Secret Correspondance
I. Secret Correspondance mit dem Untertitel The Beginning of an Epic ist ein abendfüllendes Stück von Dieter Heitkamp, Kurt Koegel und Ka Rustler, das im November 1991 im Theater am Halleschen Ufer in Berlin uraufgeführt wurde.
Heitkamp, Koegel und Rustler setzten sich in dieser Choreographie intensiv mit der Contact Improvisation auseinander. Der Tänzer und Choreograph Bob Rease unterrichtete in den 1980ern als Lehrer an der Tanzfabrik Berlin, die von Steve Paxton u.a. in den 1970ern entwickelte Bewegungstechnik. Einige Monate vor der Aufführung von Secret Correspondance, im Frühjahr 1991, stirbt er an den Folgen von AIDS. Die drei Tänzer*innern widmen das Stück, welches sie ehemals zu viert begonnen hatten, ihrem Freund und Lehrer.1
Ein weiterer Bewegungsimpuls, der nach Claudia Henne in das Stück Eingang gefunden hat, entstammt dem Body-Mind-Centering® nach Bonnie Bainbridge-Cohen. Ka Rustler brachte ihre Erfahrungen mit dieser damals noch kaum bekannten somatischen Arbeit mit Embodiment und mit der Differenzierung unterschiedlicher Organsystemen aus ihre amerikanischen Ausbildung in BMC in das Tanzstück mit ein.2
II. Auf der weiten Bühne des Theaters am Halleschen Ufer befinden sich 3-4
größere rollbare Objekte, sowie eine Lichtinszenierung mit stark raumschaffender Wirkung. Die drei Tänzer*innen bewegen sich zu einer Sound-Collage aus unterschiedlichen Musikstücken vom
Band, von klassischer Streichmusik, Elektro-Pop bis hin zu urbanen und organischen Geräuschen.

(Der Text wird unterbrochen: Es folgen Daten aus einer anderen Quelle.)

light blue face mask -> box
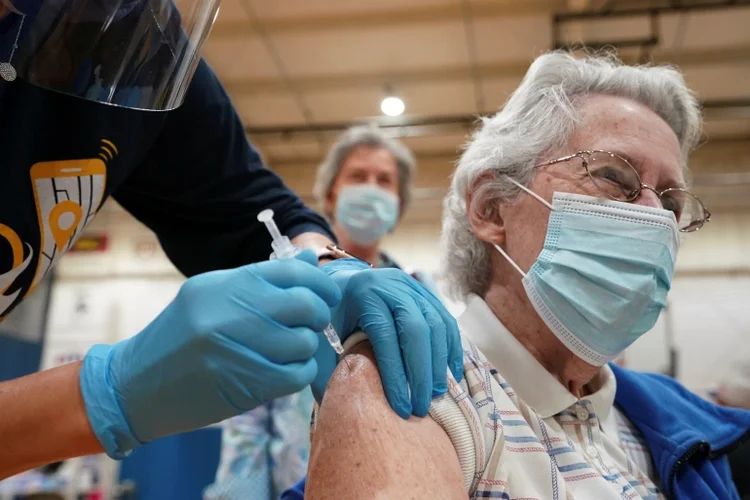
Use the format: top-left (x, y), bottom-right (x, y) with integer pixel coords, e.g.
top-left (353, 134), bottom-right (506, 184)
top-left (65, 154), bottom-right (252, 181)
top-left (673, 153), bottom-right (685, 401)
top-left (494, 180), bottom-right (680, 366)
top-left (335, 184), bottom-right (399, 246)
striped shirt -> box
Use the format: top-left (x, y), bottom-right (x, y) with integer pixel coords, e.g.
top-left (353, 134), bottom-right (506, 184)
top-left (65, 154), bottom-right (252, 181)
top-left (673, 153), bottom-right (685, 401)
top-left (427, 294), bottom-right (664, 499)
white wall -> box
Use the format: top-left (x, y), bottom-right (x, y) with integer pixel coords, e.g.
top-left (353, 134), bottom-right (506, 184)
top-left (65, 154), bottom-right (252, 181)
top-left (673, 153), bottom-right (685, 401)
top-left (625, 274), bottom-right (750, 392)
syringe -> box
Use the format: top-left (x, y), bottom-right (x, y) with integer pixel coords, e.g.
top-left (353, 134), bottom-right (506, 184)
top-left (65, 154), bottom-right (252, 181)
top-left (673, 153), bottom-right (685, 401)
top-left (323, 324), bottom-right (345, 356)
top-left (257, 209), bottom-right (345, 357)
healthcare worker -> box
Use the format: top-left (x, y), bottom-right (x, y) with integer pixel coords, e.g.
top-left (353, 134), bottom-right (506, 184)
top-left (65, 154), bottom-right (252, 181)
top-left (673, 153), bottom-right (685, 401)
top-left (0, 0), bottom-right (463, 479)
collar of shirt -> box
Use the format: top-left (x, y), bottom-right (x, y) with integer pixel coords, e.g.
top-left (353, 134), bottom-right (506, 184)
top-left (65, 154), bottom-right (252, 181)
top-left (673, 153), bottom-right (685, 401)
top-left (458, 293), bottom-right (616, 420)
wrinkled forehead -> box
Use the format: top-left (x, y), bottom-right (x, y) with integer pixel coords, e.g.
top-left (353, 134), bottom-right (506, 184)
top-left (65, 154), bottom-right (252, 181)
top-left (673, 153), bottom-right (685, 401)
top-left (341, 146), bottom-right (398, 173)
top-left (571, 95), bottom-right (686, 189)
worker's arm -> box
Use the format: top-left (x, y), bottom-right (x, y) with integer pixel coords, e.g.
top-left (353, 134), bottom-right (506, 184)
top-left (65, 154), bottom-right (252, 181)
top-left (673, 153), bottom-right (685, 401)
top-left (113, 58), bottom-right (335, 277)
top-left (0, 362), bottom-right (102, 479)
top-left (305, 341), bottom-right (467, 499)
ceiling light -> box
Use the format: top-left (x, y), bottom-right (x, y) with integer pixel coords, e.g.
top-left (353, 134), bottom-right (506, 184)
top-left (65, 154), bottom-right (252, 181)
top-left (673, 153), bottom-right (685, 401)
top-left (380, 96), bottom-right (405, 117)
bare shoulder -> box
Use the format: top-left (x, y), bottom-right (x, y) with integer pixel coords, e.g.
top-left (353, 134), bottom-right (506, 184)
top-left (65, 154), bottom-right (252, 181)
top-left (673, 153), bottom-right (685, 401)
top-left (305, 341), bottom-right (467, 499)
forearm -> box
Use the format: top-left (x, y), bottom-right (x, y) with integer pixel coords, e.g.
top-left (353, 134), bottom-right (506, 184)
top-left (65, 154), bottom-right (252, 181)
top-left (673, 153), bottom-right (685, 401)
top-left (291, 232), bottom-right (339, 266)
top-left (291, 232), bottom-right (333, 251)
top-left (0, 362), bottom-right (102, 479)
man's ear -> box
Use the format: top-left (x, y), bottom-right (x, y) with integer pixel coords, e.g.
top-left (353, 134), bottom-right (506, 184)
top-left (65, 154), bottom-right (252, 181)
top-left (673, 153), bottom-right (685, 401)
top-left (465, 174), bottom-right (506, 246)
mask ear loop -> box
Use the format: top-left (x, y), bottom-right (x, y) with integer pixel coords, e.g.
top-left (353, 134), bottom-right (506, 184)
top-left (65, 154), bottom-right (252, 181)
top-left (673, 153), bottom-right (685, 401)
top-left (490, 177), bottom-right (555, 279)
top-left (493, 243), bottom-right (527, 278)
top-left (506, 177), bottom-right (554, 210)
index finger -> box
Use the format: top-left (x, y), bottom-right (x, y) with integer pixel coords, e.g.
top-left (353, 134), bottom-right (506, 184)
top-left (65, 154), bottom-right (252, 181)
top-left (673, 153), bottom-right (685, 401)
top-left (408, 278), bottom-right (463, 383)
top-left (247, 255), bottom-right (341, 308)
top-left (358, 295), bottom-right (412, 419)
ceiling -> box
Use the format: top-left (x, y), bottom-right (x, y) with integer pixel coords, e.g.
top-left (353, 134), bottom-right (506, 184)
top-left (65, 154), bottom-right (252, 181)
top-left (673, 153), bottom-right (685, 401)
top-left (188, 0), bottom-right (750, 216)
top-left (202, 0), bottom-right (750, 165)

Die Tänzer tragen farbintensive
Hosenanzüge, die in Teilen abnehmbar sind und im Laufe des Stückes immer mehr Blick auf Haut freigeben. Die Gestaltung von Raum, Klang, Kostüm und Bewegung fügt sich in ein Gesamtkonzept zusammen.
Heitkamp, Koegel und Rustler tanzen sowohl einzeln, als auch im Duett oder Trio, passagenweise synchron, versetzt oder auch unabhängig voneinander. Alltägliche Bewegungen, wie das Gehen entlang eines imaginären Rechtecks, wechseln sich ab mit Gesten, die den asiatischen Kampfkünsten oder der Akrobatik entlehnt sind.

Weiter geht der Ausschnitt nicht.